PART III

DISENCHANTMENT


CHAPTER I

A DISCONSOLATE LOVER AND A PAIR OF BLUE EYES

With that strange hunger of youth for the agony of experience, Trent allowed the news of Laura's engagement to plunge him into an imaginary despondency which was quite as vivid as any reality of suffering. For a week he persistently refused his meals, and he was even seized with a kind of moral indignation when his perfectly healthy appetite asserted itself at irregular hours. To eat with a broken heart appeared to him an act of positive brutality; and yet he was aware that, in spite of the sting of his wounded pride, the tragic ending of his first romance produced not the slightest effect upon his physical enjoyment.

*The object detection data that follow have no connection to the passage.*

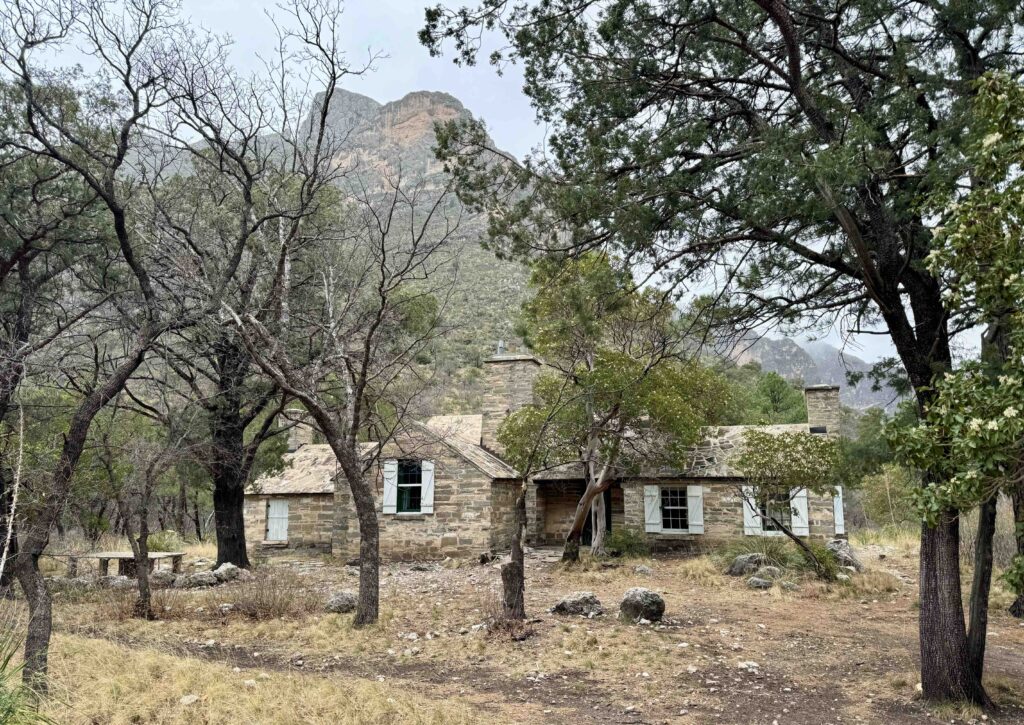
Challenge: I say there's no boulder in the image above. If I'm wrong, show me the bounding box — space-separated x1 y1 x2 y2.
551 592 604 616
324 591 358 614
618 587 665 622
150 569 178 587
725 552 768 577
213 561 242 582
754 565 782 579
98 575 135 590
825 539 864 571
174 571 220 589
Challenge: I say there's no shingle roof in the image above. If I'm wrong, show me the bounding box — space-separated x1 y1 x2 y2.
246 443 338 496
414 416 519 478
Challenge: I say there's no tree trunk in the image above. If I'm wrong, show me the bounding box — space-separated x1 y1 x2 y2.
211 479 250 568
967 493 998 682
349 479 381 627
1010 483 1024 620
17 554 53 695
502 484 528 620
590 492 607 556
919 512 991 707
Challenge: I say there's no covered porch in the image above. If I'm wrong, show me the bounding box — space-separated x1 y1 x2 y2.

It was an instance where a purely ideal sentiment struggled against a perfectly normal constitution.

"You could never have cared for me, of course I always knew that," he remarked one day to Laura, "but I can't help wishing that you hadn't fallen in love with anybody else."

From the bright remoteness of her happiness she smiled down upon him. "But doesn't such a wish as that strike you as rather selfish?"

"I don't care—I want you back again just as you used to be—and now," he added bitterly, "you've even given up your writing."

"I shall never write again," she answered, quietly, without regret. It was a truth which she felt only intuitively at the time, for her reason as yet had hardly taken account of a fact that was perfectly evident to the subtler perceptions of her feeling. She would never write again—her art had been only the exotic flowering of a luxuriant imagination and she had lost value as a creative energy while she had gained in experience as a human soul.